Tahan grew up in Northern Virginia, the son of a Lebanese immigrant. He graduated from Gonzaga College High School in Washington, D.C., in 1996 where he was a Westinghouse Science Talent Search semifinalist and may have created the first web page for a high school. He earned a B.Sc. in physics and computer science with Highest Honors from the College of William & Mary in 2000 and a PhD in physics at the University of Wisconsin-Madison in 2005 in silicon quantum computing. From 2005-2007 he was a National Science Foundation Distinguished International Postdoctoral Research Fellow at the University of Cambridge, UK; the Center for Quantum Computing Technology, Australia; and the University of Tokyo, Japan.

==Career==
Tahan served as chief technical consultant for quantum information science and technology programs in DARPA’s Microsystems Technology Office (MTO) while at Booz Allen Hamilton from 2007-2009 helping to launch new DARPA programs such as QuEST and QIS. He joined the National Security Agency's Laboratory for Physical Sciences in 2009 as a physicist and technical program manager. As a program manager, Tahan stood up major research programs in silicon and superconducting quantum computing; quantum characterization, verification, and validation (coining the term QCVV); and new and emerging qubit science and technology.

As a practicing physicist, Tahan pioneered new approaches to silicon and superconducting quantum computing, strongly correlated photonics and solid light, quantum acoustics and cavity phonodynamics, and epitaxial superconductors.

Tahan was Technical Director of the Laboratory for Physical Sciences in 2015-2020.

Tahan became the first Director of the National Quantum Coordination Office in June, 2020. He is currently Chief Scientist of LPS and the Chief of the QIS research office.
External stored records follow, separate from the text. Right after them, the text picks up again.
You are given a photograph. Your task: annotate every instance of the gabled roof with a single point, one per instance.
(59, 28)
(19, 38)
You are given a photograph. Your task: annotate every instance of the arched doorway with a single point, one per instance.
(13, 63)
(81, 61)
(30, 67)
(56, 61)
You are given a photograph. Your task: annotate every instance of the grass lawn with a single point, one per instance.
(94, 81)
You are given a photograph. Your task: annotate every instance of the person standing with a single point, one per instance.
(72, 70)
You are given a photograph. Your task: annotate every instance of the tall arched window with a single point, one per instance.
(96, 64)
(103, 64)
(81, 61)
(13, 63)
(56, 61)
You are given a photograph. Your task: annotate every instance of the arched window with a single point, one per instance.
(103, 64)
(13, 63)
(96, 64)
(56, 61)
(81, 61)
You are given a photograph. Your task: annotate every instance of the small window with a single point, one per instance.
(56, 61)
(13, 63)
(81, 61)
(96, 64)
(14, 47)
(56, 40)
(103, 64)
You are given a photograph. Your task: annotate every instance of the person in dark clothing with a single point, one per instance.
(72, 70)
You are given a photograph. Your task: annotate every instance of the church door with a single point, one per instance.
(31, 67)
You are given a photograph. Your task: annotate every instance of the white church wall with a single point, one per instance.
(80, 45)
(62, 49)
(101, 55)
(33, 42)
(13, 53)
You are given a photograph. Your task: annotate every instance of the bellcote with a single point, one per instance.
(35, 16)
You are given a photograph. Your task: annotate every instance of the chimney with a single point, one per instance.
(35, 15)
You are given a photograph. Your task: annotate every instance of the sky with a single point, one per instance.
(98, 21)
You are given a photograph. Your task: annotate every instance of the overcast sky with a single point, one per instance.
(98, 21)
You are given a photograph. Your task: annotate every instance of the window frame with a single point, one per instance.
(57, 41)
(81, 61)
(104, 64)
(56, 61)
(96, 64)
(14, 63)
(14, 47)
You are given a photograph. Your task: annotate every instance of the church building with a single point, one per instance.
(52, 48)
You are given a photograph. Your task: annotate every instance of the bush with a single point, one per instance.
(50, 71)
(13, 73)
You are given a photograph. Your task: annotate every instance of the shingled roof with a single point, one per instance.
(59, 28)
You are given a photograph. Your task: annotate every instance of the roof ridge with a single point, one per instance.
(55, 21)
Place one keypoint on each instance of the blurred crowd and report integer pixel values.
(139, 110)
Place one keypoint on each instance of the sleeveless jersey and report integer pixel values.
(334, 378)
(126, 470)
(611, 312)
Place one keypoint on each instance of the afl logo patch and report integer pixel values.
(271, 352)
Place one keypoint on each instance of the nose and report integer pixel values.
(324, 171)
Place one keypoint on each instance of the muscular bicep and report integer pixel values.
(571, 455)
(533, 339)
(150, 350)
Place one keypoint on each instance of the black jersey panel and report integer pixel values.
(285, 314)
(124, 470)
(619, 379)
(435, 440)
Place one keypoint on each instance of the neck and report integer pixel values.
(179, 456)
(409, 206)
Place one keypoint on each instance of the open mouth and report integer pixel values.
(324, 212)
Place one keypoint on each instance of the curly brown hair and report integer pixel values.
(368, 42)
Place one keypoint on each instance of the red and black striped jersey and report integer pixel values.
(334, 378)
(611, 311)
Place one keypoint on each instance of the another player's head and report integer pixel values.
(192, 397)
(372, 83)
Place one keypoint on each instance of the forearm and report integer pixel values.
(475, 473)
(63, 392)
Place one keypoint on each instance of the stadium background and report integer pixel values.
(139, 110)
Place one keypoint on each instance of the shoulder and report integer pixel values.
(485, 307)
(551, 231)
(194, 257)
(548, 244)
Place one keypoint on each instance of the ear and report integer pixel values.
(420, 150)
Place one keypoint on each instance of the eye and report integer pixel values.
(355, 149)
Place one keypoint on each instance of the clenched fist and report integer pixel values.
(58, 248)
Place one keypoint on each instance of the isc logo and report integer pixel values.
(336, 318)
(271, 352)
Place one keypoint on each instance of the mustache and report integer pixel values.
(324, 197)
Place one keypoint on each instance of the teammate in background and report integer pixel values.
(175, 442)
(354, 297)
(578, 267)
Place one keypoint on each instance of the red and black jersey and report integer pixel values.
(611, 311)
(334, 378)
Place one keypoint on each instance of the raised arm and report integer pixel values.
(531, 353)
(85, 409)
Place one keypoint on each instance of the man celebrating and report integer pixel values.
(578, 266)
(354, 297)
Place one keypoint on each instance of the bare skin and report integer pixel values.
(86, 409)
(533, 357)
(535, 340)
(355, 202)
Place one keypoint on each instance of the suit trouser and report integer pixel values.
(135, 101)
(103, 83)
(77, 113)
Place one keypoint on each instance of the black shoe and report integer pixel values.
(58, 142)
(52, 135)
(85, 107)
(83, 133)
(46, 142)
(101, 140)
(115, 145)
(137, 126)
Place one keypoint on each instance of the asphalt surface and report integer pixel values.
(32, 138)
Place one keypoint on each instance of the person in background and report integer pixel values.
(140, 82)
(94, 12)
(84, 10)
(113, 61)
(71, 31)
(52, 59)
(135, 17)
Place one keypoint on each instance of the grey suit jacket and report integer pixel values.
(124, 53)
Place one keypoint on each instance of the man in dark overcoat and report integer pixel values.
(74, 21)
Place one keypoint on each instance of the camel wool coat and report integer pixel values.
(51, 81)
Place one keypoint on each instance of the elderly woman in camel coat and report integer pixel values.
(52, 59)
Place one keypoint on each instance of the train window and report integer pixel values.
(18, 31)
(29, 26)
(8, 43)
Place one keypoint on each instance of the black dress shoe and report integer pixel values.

Tahan’s contributions have been recognized by the Researcher of the Year Award, the Presidential Early Career Award for Scientists and Engineers, election as a Fellow of the American Physical Society, and as an ODNI Science and Technology Fellow.

==Science and Society==
Tahan served as founding Executive Secretary of the NSTC Subcommittee on Quantum Information Science and the NSTC Economic and Security Implications of Quantum Science Subcommittee.
Tahan served on the Defense Science Board Quantum Task Force and for the National Academy of Sciences. Tahan co-chairs the National Quantum Initiative Advisory Committee.

As a graduate student in 2005, Tahan created and taught a new course on ‘’Nanotechnology and Society’’ and subsequently explored the societal impacts of nanotechnology and did early analysis of the quantum industry. Tahan coined the term spookytechnology in 2007 as a way to promote his proposed definition for quantum information technologies.

Tahan is creator of Meqanic, one of the first games meant to build intuition about quantum computing and the Qubit Zoo.